Microsoft Aims For 15 Million 360s By Next Year
Gamespot is carrying the news that Microsoft is aiming to sell 13 to 15 Million consoles by June of next year. The story shows good and bad news for the company; While they've already sold 5 Million units, the Home Entertainment division lost about $1.2 billion for the last year. From the article: "Will Microsoft make its goal in the face of not one, but two rival next-gen console launches this fall? That remains to be determined, but the console will have the advantage of being cheaper than the Sony PlayStation 3 and having a bigger game library than the Nintendo Wii. The upcoming 12 months will also see several exclusive 'system seller' titles be released for the 360, including Epic Games' Gears of War, which is tentatively due this holiday season." Kotaku points out that, to sweeten the pot, a new bundle pack may be in the offing for the system.
I fear you have little experience in retail. Most large retailers (*cough*Wal-Mart*cough*) require the ability to return unsold stock to you and get their money back. Technically, even though the retailer may have bought the units, and have them sitting on shelves in stores, you cannot book it as sales revenue without also booking the RMA liability dollars (though some accountants are well paid for finding ways of doing so anyhow). Anyway, shipped is a long way from sold.

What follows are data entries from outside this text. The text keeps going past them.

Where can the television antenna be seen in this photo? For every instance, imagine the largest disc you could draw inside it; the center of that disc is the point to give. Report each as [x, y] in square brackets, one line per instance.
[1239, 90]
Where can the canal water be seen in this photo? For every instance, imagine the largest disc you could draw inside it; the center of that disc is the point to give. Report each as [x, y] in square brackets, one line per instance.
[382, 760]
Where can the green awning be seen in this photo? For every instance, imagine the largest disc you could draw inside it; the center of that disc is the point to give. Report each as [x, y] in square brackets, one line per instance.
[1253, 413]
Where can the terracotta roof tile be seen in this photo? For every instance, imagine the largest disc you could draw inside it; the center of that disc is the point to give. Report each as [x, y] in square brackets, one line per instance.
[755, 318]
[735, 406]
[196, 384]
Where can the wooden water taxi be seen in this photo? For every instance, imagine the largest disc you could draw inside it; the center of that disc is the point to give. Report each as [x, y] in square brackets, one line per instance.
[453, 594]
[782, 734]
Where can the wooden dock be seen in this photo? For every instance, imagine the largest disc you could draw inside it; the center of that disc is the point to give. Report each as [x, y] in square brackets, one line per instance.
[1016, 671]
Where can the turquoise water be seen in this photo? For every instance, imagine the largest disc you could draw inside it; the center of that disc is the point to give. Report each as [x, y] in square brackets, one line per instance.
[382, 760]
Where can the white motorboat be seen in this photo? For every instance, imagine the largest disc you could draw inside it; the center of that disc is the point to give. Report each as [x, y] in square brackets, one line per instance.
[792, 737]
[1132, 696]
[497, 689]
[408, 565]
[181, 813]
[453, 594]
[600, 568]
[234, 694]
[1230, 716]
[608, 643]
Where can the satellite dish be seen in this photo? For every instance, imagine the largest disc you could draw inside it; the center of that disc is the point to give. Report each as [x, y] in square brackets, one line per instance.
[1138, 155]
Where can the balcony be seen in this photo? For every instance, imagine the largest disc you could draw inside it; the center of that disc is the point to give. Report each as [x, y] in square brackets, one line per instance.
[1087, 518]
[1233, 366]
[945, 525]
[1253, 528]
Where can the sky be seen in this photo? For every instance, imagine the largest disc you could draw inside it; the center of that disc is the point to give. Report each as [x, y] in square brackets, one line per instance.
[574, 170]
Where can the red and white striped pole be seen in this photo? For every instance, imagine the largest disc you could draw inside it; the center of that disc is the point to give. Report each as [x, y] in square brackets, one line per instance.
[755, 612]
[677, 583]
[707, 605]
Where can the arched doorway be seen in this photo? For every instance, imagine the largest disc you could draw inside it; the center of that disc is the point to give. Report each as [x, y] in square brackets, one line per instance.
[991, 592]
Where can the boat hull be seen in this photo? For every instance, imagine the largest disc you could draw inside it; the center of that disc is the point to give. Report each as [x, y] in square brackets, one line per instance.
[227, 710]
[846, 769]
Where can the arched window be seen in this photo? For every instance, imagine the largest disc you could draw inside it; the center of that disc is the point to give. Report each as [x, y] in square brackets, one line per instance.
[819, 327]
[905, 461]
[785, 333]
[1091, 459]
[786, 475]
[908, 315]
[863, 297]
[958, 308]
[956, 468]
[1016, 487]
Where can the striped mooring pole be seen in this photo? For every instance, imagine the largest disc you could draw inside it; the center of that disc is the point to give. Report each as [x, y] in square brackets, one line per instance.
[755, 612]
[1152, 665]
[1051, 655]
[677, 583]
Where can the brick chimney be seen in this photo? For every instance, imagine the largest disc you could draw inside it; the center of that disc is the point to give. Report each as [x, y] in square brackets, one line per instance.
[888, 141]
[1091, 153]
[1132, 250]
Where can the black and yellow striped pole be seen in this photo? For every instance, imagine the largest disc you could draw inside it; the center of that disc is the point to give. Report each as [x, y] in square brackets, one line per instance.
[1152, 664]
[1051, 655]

Also, most large retailers have corporate buyers with certain authority what to buy, etc. as well as local buyers with some authority to buy and stock items particular to that given store. It is not at all unheard of, however unfortunate it might seem, that a corporate buyer is buying on a contract, purchase X number of units of some widget, sends a percentage of them to each store, even though some stores have pallets of them sitting in the back wasting space. That's when those "pre-authorized" RMAs start coming in handy.
It is also common to have store FOO returning product while store BAR is buying more even though it is often less expensive to simply stock transfer products from FOO to BAR. A lot of it depends on the corporate structure and culture, the accounting setup, operating procedures, etc., and all that other corporate crap. I've seen managers of various levels refuse to ship stock from their store to another, even though they don't need it, the other store does, and there is nothing technically forbidding them from doing so...due to departmental and budgetary boundary lines (ie., some corporate structures, while looking good on paper, tend to create fiefdoms, enhance corporate politics, and all that jazz). Just remember: retailers aren't all perfectly oiled machines or even that adeptly managed. Just like anything else where people are involved. Nobody's perfect and it shows up more when there's less nobody around, if you catch my drift.